Cipherscope is a static analysis scanner designed to build a cryptographic inventory. It parses source files using Tree-sitter, matches library anchors and algorithm symbols, and emits JSONL findings that can be aggregated into an inventory.
flowchart TD
A[Discovery] --> B[Parsing]
B --> C[Library Anchoring]
C --> D[Algorithm Detection]
D --> E[JSONL Output]
A --> A1[File walk + filters]
B --> B1[Tree-sitter AST]
C --> C1[Import/include anchors]
D --> D1[Symbol match + params]
D1 --> D2[Local constant resolution]
E --> E1[Library + algorithm assets]
- Library hit: name, file path, evidence location.
- Algorithm hit: name, file path, evidence location, metadata (e.g., key size, primitive).
- Output format is designed for tooling pipelines and inventory aggregation.
{
"assetType": "library|algorithm",
"identifier": "string",
"path": "string",
"evidence": {
"line": 1,
"column": 1
},
"metadata": {
"primitive": "string",
"keySize": 256
}
}To reduce overcounting on a single callsite, Cipherscope applies a simple same-line dedupe rule after matching:
- If two algorithms share the same
primitiveand line, drop the generic identifier when a more specific variant is present. - A more specific identifier is one that either:
- starts with the generic identifier plus a
-(e.g.,AES-GCMoverAES), or - shares the same non-numeric tokens but adds numeric detail (e.g.,
ECDSA-P256overECDSA).
- starts with the generic identifier plus a
- Different primitives on the same line are kept.

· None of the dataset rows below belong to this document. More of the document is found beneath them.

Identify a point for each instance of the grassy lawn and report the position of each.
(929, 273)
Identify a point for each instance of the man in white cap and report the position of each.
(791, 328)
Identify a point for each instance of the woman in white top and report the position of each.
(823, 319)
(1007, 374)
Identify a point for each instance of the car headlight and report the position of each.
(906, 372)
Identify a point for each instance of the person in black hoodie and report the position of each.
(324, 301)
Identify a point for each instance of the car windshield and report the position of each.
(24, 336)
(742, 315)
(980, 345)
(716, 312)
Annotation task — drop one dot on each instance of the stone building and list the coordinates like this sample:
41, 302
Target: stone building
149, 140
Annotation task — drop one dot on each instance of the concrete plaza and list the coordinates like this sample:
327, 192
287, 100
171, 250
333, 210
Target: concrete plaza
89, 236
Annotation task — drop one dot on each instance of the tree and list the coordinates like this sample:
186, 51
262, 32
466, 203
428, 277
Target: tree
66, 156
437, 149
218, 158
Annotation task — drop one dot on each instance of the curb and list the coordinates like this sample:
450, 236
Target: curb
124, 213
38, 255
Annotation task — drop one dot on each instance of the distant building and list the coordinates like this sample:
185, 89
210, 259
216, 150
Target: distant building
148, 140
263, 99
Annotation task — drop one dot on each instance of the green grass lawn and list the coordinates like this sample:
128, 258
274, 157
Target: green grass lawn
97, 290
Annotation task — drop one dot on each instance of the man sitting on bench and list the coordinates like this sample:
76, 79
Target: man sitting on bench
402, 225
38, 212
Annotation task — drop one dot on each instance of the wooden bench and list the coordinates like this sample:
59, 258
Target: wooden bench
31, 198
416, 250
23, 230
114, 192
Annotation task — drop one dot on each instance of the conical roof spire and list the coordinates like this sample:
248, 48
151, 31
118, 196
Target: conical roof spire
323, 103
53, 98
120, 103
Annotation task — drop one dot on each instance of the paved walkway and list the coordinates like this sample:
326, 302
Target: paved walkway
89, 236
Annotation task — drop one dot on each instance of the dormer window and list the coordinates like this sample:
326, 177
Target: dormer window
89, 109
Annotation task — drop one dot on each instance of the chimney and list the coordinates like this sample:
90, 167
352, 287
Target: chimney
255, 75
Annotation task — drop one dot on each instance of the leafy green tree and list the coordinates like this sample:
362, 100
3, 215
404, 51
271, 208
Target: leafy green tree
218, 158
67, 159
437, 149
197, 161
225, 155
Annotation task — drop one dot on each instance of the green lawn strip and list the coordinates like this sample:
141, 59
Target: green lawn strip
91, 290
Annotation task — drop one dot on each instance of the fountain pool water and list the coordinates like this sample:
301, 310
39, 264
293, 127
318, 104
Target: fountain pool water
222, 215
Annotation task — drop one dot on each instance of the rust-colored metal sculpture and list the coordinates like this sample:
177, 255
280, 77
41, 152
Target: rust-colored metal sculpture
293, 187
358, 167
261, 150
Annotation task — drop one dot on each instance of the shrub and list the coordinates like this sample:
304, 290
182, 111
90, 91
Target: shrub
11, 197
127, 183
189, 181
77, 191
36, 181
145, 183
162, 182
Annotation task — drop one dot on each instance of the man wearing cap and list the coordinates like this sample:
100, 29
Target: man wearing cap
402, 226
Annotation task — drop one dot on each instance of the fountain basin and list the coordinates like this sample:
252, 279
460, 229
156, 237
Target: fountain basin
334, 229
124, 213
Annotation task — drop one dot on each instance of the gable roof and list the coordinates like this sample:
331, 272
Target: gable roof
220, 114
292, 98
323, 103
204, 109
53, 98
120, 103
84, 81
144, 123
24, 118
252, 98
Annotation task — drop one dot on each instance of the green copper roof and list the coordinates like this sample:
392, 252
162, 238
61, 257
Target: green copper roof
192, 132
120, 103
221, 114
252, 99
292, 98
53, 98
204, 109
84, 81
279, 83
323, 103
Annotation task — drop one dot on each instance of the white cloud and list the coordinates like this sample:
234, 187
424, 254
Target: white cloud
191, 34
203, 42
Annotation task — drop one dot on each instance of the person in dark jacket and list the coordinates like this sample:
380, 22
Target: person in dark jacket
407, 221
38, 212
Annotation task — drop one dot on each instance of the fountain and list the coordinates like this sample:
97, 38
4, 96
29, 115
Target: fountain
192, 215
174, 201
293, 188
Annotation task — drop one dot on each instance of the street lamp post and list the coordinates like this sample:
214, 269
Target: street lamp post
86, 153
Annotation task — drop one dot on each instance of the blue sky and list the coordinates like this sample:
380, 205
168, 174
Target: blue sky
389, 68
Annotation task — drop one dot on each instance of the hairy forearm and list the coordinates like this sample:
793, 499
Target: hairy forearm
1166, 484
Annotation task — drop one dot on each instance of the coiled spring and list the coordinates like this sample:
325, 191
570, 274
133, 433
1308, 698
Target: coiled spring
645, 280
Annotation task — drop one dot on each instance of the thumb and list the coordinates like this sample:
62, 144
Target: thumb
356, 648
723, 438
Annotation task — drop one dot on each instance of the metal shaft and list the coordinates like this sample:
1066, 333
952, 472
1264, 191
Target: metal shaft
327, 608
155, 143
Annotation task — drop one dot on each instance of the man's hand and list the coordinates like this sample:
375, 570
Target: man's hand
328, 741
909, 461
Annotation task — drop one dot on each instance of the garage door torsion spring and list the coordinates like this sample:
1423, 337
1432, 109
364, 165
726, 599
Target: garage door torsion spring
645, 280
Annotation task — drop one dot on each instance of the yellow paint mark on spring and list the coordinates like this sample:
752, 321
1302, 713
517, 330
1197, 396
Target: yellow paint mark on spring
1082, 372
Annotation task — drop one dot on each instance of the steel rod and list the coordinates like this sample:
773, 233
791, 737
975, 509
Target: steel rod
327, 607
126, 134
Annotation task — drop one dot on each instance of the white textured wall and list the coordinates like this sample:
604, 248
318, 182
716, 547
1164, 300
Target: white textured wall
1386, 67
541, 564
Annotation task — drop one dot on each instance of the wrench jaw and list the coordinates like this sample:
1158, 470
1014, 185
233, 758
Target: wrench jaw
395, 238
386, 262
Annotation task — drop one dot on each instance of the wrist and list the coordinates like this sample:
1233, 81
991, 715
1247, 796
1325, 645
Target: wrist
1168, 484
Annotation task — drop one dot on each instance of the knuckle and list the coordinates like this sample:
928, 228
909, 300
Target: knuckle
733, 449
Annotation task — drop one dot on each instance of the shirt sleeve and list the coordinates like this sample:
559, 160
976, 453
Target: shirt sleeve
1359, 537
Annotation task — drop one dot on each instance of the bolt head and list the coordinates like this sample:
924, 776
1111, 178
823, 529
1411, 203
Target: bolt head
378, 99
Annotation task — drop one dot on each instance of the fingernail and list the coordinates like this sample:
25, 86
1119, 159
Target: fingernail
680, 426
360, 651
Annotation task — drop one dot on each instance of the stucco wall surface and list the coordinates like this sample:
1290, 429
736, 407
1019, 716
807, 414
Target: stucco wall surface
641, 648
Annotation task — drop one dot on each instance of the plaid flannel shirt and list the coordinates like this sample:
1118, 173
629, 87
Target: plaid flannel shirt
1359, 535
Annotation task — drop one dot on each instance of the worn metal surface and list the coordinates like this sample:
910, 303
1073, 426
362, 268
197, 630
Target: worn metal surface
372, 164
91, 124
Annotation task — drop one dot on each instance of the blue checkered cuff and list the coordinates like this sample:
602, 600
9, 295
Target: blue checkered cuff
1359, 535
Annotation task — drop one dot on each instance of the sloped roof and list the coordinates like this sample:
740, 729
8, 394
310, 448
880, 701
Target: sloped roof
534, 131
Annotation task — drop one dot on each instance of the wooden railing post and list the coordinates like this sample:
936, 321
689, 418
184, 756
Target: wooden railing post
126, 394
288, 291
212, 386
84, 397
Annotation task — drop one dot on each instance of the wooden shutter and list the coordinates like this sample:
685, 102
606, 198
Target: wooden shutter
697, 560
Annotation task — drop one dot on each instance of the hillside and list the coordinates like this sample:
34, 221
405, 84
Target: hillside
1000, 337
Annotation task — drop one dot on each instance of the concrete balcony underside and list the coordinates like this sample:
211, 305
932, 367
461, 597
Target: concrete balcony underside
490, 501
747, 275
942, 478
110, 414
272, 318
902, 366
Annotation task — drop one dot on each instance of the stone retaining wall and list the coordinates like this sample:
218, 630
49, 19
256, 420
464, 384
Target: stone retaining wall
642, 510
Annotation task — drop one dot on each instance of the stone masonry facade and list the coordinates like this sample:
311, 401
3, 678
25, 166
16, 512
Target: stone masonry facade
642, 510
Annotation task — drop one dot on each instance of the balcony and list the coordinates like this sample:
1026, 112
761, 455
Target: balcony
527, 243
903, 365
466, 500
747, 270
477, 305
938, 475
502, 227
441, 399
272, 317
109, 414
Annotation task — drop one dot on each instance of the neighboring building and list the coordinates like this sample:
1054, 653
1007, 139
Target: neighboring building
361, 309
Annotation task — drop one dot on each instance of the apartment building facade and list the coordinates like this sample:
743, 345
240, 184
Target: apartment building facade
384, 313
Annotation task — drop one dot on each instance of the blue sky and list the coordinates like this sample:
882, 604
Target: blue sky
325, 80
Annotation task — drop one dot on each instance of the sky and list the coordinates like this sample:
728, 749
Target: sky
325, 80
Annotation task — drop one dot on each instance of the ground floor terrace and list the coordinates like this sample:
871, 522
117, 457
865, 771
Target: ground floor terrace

Patterns live in patterns.toml:
- Libraries define anchors and API regexes.
- Algorithms define symbol patterns and parameter extraction rules.
Adding a new library or algorithm usually only requires editing
patterns.toml.
- Inventory-first: it focuses on discovering crypto usage and relevant metadata.
- Local constant resolution only; cross-file or full data-flow analysis is out of scope for now.